Zugespitzt: Du bist in der niedrigsten Kaste geboren. Dich also nicht unterstützen, denn Du hast es sich ja selbst ausgesucht?
Oder Dich unterstützen und fördern im Rahmen der Möglichkeiten?

Wenn ich es will, habe ich sicher nichts gegen die Förderung im Rahmen der Möglichkeiten.
Wenn ich es nicht will bitte ich doch um die "christliche Nächstenliebe", die für mich Respekt gegenüber anderen und deren
Andersartigkeit mit einschließt.

Aus der Antwort von Zappa:
Wie gesagt, in Indien sehe ich im Kastendenken genau das, was ich eigentlich als die logische Konsequenz des Reinkarnationsglaubens
sehe, wenn er von einem Volk in einem größeren Maß verinnerlicht wurde. Sich in sein schlechtes Schicksal zu ergeben, statt aktiv am
Fortschritt und der allgemeinen "Leidvermeiderei" zu arbeiten. (Die teils vorhandene kath. Einstellung, Leid sei von Gott geschickt, hilft
allerdings aus den gleichen Gründen auch nicht viel weiter).

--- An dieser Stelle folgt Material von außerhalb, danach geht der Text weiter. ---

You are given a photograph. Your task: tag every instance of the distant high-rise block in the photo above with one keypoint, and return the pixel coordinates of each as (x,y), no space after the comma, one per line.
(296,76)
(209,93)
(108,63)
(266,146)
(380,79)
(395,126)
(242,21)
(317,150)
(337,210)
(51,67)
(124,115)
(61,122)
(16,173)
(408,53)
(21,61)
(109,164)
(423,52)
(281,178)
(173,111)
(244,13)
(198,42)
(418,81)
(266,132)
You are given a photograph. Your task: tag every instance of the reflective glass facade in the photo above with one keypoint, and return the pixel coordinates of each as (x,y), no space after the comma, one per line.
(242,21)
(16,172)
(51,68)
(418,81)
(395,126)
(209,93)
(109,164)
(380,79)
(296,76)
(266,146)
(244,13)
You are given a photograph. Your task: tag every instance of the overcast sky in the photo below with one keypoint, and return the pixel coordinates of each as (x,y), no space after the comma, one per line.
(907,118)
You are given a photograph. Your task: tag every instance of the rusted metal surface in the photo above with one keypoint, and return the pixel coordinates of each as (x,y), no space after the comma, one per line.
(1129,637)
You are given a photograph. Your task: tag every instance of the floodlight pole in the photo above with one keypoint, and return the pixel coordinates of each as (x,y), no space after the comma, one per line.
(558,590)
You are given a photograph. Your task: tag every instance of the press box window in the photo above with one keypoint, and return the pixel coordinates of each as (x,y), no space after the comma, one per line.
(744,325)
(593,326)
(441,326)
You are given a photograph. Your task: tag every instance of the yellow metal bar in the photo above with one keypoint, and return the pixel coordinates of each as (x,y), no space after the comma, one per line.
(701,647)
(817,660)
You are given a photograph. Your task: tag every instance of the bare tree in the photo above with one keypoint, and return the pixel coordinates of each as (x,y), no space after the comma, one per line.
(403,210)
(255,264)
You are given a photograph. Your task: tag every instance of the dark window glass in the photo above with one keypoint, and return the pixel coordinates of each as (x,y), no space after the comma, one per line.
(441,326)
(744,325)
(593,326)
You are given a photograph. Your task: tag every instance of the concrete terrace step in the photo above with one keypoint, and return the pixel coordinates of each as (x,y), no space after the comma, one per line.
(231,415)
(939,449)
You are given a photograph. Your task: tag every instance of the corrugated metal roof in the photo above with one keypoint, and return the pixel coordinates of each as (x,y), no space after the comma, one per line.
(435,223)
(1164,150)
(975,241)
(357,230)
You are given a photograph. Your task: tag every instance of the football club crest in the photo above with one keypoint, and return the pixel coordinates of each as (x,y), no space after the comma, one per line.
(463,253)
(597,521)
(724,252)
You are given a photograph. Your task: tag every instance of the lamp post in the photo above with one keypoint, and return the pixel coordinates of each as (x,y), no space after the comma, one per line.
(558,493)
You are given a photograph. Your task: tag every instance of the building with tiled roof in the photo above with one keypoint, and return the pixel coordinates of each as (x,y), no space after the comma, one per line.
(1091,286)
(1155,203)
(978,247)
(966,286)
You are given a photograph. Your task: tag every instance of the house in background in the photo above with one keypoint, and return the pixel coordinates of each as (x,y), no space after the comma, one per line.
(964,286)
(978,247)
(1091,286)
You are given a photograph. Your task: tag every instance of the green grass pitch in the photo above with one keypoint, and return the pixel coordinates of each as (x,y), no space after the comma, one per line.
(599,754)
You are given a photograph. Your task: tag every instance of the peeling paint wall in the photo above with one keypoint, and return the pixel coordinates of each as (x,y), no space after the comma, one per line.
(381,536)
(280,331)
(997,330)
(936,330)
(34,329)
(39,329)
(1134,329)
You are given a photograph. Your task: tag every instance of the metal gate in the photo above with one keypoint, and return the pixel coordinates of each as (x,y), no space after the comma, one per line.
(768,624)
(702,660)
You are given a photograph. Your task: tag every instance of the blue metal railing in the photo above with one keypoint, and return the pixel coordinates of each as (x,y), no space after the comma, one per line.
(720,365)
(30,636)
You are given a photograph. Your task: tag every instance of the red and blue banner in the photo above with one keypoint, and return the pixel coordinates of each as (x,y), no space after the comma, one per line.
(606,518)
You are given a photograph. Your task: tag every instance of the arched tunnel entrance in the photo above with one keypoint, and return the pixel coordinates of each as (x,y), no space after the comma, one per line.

Ich finde es schon immer wieder interessant, wie wir "Christen" anderen Kultur- und Glaubenskreisen unser Gesundheitssystem,
unseren "Fortschritt" und unser Wertesystem aufdrücken wollen. Über was Du Dir hier Gedanken machst, spielt in Indien absolut keine Rolle. :-)
Für Dich mag das Schicksal mit Deinen westlichen Augen betrachtet "schlecht" sein, die Inder nehmen aber ihre Lebensaufgaben
durchaus ernst - im HIER und JETZT - und meistern diese mit Demut, die uns hier ziemlich abhanden gekommen ist.